NOTICE: This Recommended Decision and Order will automatically become the final order of the Secretary unless, pursuant to 29 C.F.R. § 24.8. a petition for review is timely filed with the Administrative Review Board, United States Department of Labor, Room S-4309, Frances Perkins Building, 200 Constitution Avenue, NW, Washington, DC 20210. Such a petition for review must be received by the Administrative Review Board within ten business days of the date of this Recommended Decision and Order, and shall be served on all parties, and on the Chief Administrative Law Judge, the Assistant Secretary, Occupational Safety and Health Administration, and the Associate Solicitor, Division of Fair Labor Standards.
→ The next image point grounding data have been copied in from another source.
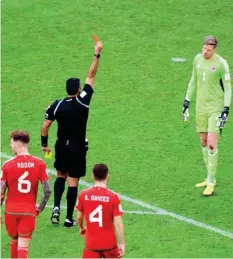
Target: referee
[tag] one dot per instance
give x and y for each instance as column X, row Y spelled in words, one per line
column 71, row 114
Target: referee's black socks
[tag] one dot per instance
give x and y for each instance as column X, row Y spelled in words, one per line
column 59, row 187
column 71, row 197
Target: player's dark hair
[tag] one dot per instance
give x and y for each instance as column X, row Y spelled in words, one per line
column 100, row 172
column 211, row 40
column 20, row 135
column 72, row 85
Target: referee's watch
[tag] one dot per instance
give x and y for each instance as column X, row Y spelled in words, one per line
column 97, row 55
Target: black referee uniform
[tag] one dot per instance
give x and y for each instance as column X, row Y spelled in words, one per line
column 71, row 146
column 71, row 114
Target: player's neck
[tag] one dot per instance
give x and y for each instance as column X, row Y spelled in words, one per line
column 100, row 184
column 22, row 151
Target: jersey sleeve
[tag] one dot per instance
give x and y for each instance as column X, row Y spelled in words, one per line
column 85, row 96
column 117, row 211
column 192, row 83
column 3, row 177
column 226, row 79
column 50, row 111
column 79, row 205
column 43, row 176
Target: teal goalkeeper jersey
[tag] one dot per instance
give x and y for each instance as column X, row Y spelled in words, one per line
column 211, row 77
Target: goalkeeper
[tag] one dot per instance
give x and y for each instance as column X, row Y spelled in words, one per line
column 211, row 77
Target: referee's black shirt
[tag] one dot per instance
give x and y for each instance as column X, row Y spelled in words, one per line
column 71, row 114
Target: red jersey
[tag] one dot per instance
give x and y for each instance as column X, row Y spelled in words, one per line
column 100, row 206
column 22, row 175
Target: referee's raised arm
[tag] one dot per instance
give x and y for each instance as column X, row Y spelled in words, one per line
column 95, row 63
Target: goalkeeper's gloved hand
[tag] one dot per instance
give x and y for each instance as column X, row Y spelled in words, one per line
column 223, row 117
column 185, row 111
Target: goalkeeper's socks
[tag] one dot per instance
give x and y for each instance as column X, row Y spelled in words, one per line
column 14, row 248
column 71, row 197
column 205, row 156
column 59, row 187
column 212, row 165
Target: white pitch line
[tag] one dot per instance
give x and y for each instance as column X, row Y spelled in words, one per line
column 155, row 208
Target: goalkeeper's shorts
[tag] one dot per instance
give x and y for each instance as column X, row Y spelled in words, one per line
column 207, row 122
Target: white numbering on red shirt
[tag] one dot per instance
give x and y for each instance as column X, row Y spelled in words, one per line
column 97, row 216
column 24, row 186
column 204, row 76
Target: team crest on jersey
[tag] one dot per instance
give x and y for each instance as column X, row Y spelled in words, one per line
column 213, row 68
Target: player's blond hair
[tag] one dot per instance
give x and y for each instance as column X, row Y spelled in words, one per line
column 20, row 135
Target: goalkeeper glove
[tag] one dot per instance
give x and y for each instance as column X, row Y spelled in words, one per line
column 185, row 111
column 223, row 117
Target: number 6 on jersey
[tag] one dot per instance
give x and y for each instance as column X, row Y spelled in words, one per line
column 26, row 183
column 97, row 216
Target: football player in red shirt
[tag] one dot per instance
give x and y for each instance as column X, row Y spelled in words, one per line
column 102, row 210
column 21, row 176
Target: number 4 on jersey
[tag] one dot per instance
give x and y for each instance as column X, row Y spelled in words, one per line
column 24, row 186
column 97, row 216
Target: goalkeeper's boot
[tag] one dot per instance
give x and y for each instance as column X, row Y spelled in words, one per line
column 204, row 183
column 55, row 218
column 70, row 223
column 209, row 190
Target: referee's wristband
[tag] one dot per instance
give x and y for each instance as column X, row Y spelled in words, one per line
column 44, row 141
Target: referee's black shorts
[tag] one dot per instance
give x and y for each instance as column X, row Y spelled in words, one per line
column 70, row 158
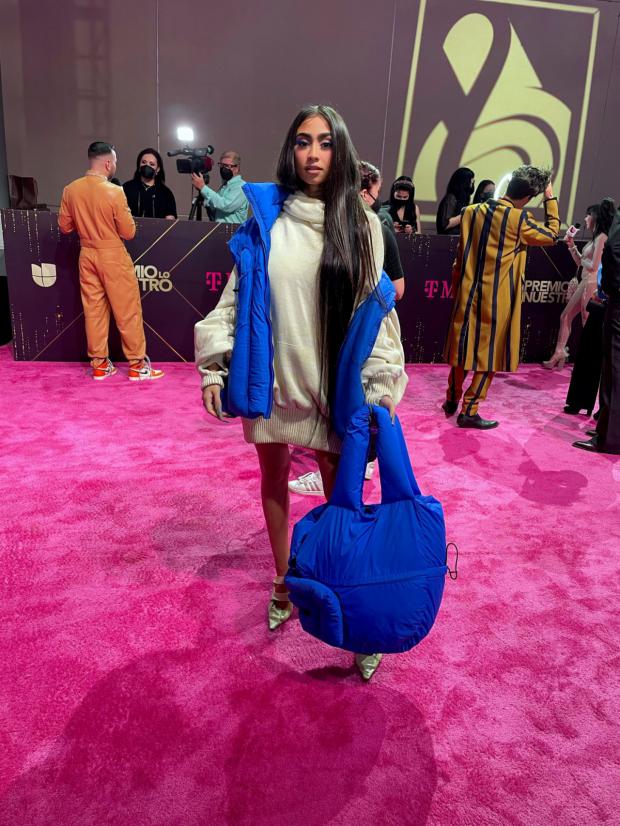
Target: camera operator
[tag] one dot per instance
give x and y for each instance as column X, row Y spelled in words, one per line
column 229, row 205
column 147, row 194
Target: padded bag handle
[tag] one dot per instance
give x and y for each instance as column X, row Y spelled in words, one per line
column 397, row 478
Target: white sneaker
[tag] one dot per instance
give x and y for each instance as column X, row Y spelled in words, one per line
column 144, row 371
column 310, row 484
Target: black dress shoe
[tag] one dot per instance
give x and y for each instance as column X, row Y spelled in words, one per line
column 475, row 421
column 572, row 410
column 590, row 445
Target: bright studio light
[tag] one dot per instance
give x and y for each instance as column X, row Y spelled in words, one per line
column 185, row 134
column 502, row 186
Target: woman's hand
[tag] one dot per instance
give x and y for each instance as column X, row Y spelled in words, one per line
column 388, row 403
column 212, row 401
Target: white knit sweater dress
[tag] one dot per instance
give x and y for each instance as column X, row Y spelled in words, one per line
column 299, row 415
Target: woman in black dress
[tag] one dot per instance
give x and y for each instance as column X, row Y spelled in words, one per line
column 586, row 375
column 147, row 194
column 403, row 210
column 457, row 197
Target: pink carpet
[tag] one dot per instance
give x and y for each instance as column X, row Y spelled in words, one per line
column 140, row 686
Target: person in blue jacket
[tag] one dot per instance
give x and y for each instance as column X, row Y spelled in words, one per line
column 305, row 264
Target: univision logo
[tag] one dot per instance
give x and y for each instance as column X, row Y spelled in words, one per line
column 44, row 275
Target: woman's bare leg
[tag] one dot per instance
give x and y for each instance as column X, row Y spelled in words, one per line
column 572, row 309
column 275, row 463
column 328, row 467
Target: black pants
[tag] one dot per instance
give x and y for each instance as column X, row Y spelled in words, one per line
column 608, row 426
column 586, row 375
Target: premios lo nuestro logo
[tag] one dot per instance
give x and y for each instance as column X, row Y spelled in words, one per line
column 153, row 280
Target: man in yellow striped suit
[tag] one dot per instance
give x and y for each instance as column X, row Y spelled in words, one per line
column 485, row 327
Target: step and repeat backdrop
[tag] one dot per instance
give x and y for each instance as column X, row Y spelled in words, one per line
column 182, row 268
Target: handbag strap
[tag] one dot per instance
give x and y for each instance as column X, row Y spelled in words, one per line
column 397, row 478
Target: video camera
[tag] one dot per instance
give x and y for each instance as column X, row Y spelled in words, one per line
column 198, row 160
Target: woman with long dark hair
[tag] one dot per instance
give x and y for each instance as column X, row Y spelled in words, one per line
column 404, row 211
column 303, row 265
column 598, row 221
column 147, row 193
column 484, row 191
column 586, row 375
column 457, row 197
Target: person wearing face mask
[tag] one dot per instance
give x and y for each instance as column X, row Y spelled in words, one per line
column 228, row 205
column 97, row 210
column 147, row 194
column 458, row 194
column 403, row 210
column 484, row 191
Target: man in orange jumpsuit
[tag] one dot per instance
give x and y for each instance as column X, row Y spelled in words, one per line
column 98, row 210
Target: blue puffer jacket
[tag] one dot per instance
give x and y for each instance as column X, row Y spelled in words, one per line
column 249, row 388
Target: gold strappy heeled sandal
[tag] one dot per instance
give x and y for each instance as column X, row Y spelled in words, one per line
column 367, row 664
column 277, row 614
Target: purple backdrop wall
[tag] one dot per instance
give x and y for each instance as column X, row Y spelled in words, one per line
column 183, row 267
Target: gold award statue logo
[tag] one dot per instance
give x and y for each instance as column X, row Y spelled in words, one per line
column 488, row 90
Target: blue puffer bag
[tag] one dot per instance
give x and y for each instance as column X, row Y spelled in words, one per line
column 370, row 578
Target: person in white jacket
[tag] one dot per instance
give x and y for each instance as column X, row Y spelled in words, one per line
column 326, row 257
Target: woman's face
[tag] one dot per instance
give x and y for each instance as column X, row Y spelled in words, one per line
column 149, row 160
column 313, row 153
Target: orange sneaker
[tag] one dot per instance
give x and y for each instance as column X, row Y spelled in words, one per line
column 103, row 369
column 143, row 371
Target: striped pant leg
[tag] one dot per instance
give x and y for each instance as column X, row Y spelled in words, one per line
column 476, row 392
column 455, row 384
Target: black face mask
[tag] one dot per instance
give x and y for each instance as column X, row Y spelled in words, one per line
column 376, row 204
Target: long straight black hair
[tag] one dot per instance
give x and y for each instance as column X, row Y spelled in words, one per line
column 346, row 270
column 459, row 185
column 603, row 215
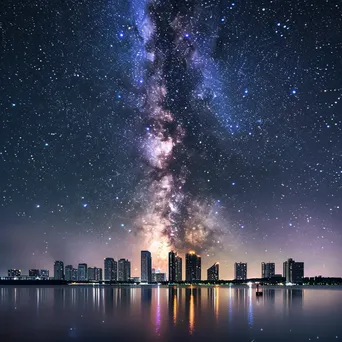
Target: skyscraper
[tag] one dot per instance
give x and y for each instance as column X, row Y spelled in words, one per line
column 110, row 269
column 14, row 273
column 213, row 272
column 91, row 273
column 98, row 273
column 124, row 270
column 146, row 267
column 267, row 270
column 74, row 274
column 193, row 267
column 240, row 271
column 293, row 271
column 68, row 272
column 175, row 267
column 94, row 274
column 44, row 274
column 58, row 269
column 34, row 273
column 179, row 268
column 82, row 272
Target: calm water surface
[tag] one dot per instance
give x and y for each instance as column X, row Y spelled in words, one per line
column 75, row 313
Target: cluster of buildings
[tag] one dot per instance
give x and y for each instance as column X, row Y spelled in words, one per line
column 120, row 270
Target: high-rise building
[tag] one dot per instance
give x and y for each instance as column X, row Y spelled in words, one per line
column 58, row 270
column 44, row 274
column 94, row 274
column 175, row 267
column 146, row 267
column 110, row 269
column 82, row 272
column 293, row 271
column 68, row 272
column 124, row 270
column 213, row 272
column 14, row 273
column 91, row 273
column 179, row 268
column 240, row 271
column 160, row 277
column 193, row 267
column 34, row 273
column 267, row 269
column 74, row 274
column 98, row 273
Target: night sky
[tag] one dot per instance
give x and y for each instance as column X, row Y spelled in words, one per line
column 196, row 124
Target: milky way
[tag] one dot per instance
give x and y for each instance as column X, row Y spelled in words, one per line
column 205, row 124
column 174, row 216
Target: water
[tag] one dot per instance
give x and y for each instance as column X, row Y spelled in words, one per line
column 75, row 313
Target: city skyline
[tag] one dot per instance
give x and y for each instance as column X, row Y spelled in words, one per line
column 193, row 270
column 216, row 130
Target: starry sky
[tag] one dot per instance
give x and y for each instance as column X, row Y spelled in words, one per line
column 211, row 125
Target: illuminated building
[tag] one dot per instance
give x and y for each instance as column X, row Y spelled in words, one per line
column 94, row 274
column 240, row 271
column 175, row 267
column 68, row 272
column 58, row 270
column 124, row 270
column 14, row 273
column 82, row 272
column 146, row 267
column 193, row 267
column 213, row 272
column 34, row 273
column 160, row 277
column 98, row 273
column 110, row 269
column 44, row 274
column 267, row 270
column 74, row 274
column 293, row 271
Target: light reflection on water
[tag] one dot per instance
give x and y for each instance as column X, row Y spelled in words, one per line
column 81, row 313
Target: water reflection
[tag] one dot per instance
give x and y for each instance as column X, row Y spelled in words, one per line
column 168, row 314
column 173, row 303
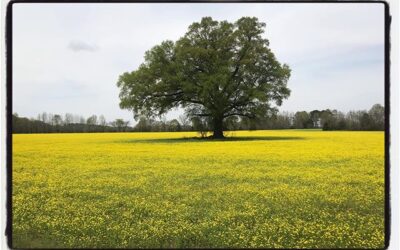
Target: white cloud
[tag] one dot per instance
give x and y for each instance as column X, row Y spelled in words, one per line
column 335, row 51
column 77, row 46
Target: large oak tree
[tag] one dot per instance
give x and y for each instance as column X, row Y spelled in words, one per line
column 216, row 70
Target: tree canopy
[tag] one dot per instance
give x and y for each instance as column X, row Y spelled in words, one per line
column 216, row 70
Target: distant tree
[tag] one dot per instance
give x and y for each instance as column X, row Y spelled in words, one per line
column 377, row 115
column 69, row 118
column 174, row 125
column 184, row 120
column 92, row 120
column 302, row 120
column 216, row 70
column 102, row 122
column 121, row 125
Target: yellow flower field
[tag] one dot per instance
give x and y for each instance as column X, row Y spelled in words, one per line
column 271, row 189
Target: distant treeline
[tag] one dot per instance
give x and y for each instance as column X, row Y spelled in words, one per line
column 372, row 119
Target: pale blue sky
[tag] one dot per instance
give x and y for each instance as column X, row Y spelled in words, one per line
column 67, row 57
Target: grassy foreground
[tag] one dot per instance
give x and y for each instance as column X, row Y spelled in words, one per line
column 274, row 189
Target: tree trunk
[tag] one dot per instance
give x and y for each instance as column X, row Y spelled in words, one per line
column 218, row 132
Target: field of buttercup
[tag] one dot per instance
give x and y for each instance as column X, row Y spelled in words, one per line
column 273, row 189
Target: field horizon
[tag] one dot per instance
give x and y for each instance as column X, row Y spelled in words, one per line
column 265, row 188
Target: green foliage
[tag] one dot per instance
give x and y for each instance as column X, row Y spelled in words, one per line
column 217, row 70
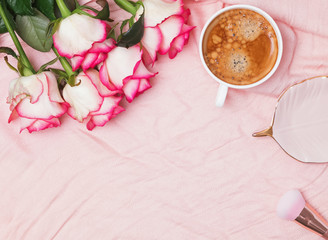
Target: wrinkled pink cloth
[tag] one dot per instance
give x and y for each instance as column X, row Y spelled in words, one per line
column 172, row 166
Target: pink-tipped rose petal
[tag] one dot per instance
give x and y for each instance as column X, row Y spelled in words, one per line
column 91, row 100
column 123, row 70
column 36, row 101
column 73, row 36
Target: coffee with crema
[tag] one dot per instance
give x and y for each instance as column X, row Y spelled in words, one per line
column 240, row 47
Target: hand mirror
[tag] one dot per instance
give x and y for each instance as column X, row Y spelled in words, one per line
column 300, row 122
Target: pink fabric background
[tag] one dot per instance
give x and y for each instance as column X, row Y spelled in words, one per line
column 173, row 166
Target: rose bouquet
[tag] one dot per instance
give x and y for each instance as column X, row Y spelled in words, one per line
column 104, row 61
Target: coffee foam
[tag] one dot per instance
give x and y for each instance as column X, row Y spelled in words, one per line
column 238, row 62
column 241, row 47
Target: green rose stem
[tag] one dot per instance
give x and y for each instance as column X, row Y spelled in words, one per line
column 27, row 68
column 65, row 12
column 127, row 6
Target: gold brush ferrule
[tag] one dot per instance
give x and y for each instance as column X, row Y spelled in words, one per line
column 310, row 219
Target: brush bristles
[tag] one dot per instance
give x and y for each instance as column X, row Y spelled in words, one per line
column 290, row 205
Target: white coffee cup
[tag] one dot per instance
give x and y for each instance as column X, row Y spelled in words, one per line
column 224, row 86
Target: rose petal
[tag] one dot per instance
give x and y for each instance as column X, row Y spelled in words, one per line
column 171, row 28
column 82, row 98
column 74, row 37
column 156, row 11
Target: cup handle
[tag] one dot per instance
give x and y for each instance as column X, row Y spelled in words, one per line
column 221, row 95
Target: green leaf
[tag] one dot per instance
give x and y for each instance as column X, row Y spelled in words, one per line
column 134, row 35
column 69, row 3
column 21, row 7
column 8, row 51
column 9, row 65
column 47, row 7
column 52, row 27
column 43, row 67
column 104, row 13
column 33, row 30
column 10, row 17
column 59, row 72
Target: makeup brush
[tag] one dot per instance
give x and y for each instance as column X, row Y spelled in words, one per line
column 292, row 206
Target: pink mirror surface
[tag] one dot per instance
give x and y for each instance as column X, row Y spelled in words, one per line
column 300, row 123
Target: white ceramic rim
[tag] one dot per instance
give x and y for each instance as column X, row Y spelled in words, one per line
column 275, row 28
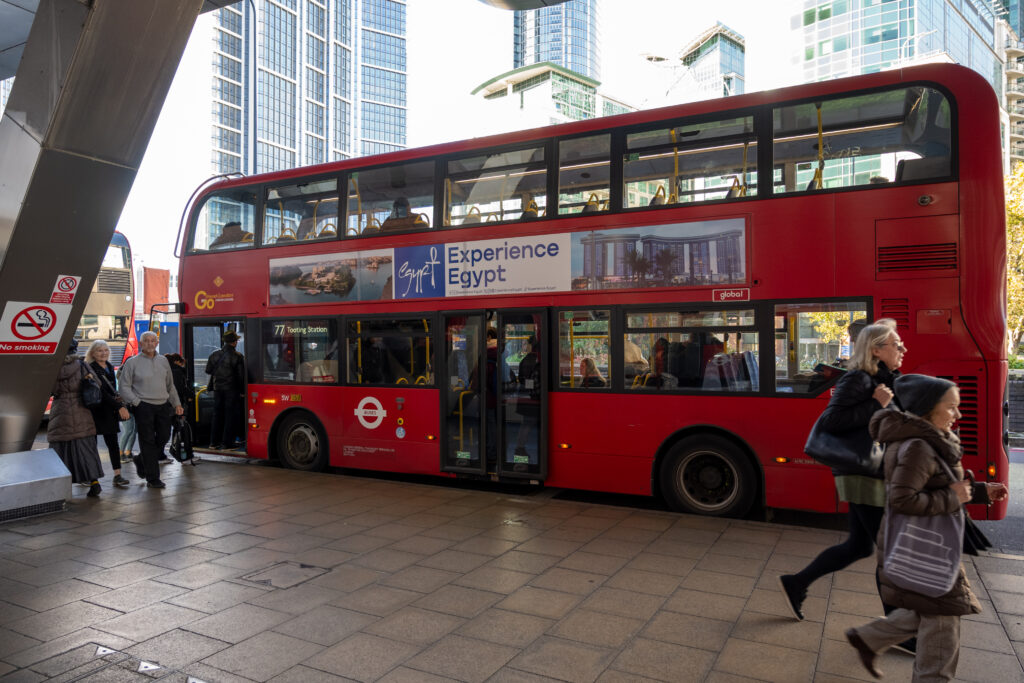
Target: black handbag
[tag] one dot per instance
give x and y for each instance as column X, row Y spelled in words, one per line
column 850, row 453
column 92, row 393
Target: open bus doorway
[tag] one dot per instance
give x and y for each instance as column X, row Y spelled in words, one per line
column 200, row 341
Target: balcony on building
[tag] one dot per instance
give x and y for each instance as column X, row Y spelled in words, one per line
column 1015, row 91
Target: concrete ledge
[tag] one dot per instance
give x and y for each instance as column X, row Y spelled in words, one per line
column 32, row 482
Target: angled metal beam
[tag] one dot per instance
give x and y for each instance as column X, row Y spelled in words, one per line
column 87, row 94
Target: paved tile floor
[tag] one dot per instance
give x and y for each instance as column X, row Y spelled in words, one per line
column 247, row 572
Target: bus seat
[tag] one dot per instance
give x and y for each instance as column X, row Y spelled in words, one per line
column 922, row 169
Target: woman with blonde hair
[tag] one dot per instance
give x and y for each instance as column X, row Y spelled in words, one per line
column 864, row 389
column 112, row 411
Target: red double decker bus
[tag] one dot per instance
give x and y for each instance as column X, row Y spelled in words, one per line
column 648, row 303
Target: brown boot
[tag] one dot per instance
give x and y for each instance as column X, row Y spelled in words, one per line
column 866, row 654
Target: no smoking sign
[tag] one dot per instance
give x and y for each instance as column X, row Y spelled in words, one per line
column 33, row 328
column 65, row 289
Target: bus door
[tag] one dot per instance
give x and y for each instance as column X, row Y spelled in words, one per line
column 200, row 341
column 521, row 390
column 494, row 394
column 463, row 400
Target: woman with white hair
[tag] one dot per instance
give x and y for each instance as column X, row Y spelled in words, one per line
column 864, row 389
column 71, row 431
column 112, row 411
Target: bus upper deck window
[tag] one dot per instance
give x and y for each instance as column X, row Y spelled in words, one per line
column 584, row 178
column 496, row 186
column 301, row 213
column 690, row 162
column 390, row 199
column 879, row 138
column 226, row 221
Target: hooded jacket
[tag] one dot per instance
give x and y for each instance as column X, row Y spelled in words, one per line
column 70, row 419
column 916, row 484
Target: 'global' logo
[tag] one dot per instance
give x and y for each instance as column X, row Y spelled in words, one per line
column 742, row 294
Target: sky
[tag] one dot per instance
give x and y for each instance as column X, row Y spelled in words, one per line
column 453, row 46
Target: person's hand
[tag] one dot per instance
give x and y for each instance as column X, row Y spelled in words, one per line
column 996, row 491
column 963, row 489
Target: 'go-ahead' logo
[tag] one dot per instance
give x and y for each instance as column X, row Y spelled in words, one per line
column 371, row 417
column 206, row 301
column 203, row 300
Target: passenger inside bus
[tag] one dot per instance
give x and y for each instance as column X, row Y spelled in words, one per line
column 401, row 218
column 231, row 235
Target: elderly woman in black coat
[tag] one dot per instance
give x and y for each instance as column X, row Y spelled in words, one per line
column 112, row 411
column 71, row 430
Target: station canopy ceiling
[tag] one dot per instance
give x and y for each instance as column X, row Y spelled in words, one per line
column 15, row 20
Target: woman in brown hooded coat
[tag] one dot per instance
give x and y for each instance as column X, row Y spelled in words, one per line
column 918, row 484
column 72, row 431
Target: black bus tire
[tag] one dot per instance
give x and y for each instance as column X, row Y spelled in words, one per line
column 302, row 443
column 708, row 475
See 29 C.F.R. §§ 24.7(d) and 24.8.

[ENDNOTES]

1 Complainant asserts in his brief that his claim is under six environmental protection laws. He further states that Synagro concedes to the applicability of the Water Pollution Control Act (WPCA). A review of the OSHA decision of record reveals that the complainant did not file a discrimination complaint under the WPCA.

2 The common law test for employee is:

In determining where a hired party is an employee under the general common law of agency, we consider the hiring partys right to control the manner and means by which the product is accomplished. Among the other factors relevant to this inquiry are the skill required; the source of instrumentalities and tools; the location of the work; the duration of the relationship between the parties; whether the hiring party has the right to assign additional projects to the hired party; the extent of the hired partys discretion over when and how long to work; the method of payment; the hired partys role in hiring and paying assistants; whether the work is part of the regular business of the hiring party; whether the hiring party is in business; the provision of employee benefits; and the tax treatment of the hired party.

Nationwide Mutual Insurance v. Darden, 503 U.S. 318, 323 (1992) (citing Community for Creative Non-Violence v. Reid, 490 U.S. 730 (1989)).

3 § 9610 of CERCLA provides in pertinent part:

    No person shall fire or in any other way discriminate against, or cause to be fired or discriminate against, any employee or authorized representative of employees . . .

42 U.S.C. § 9610(a) (1988).

   The SWDA whistleblower provision is similar to the CERCLA provision. 42 U.S.C. § 6971(a) (1988).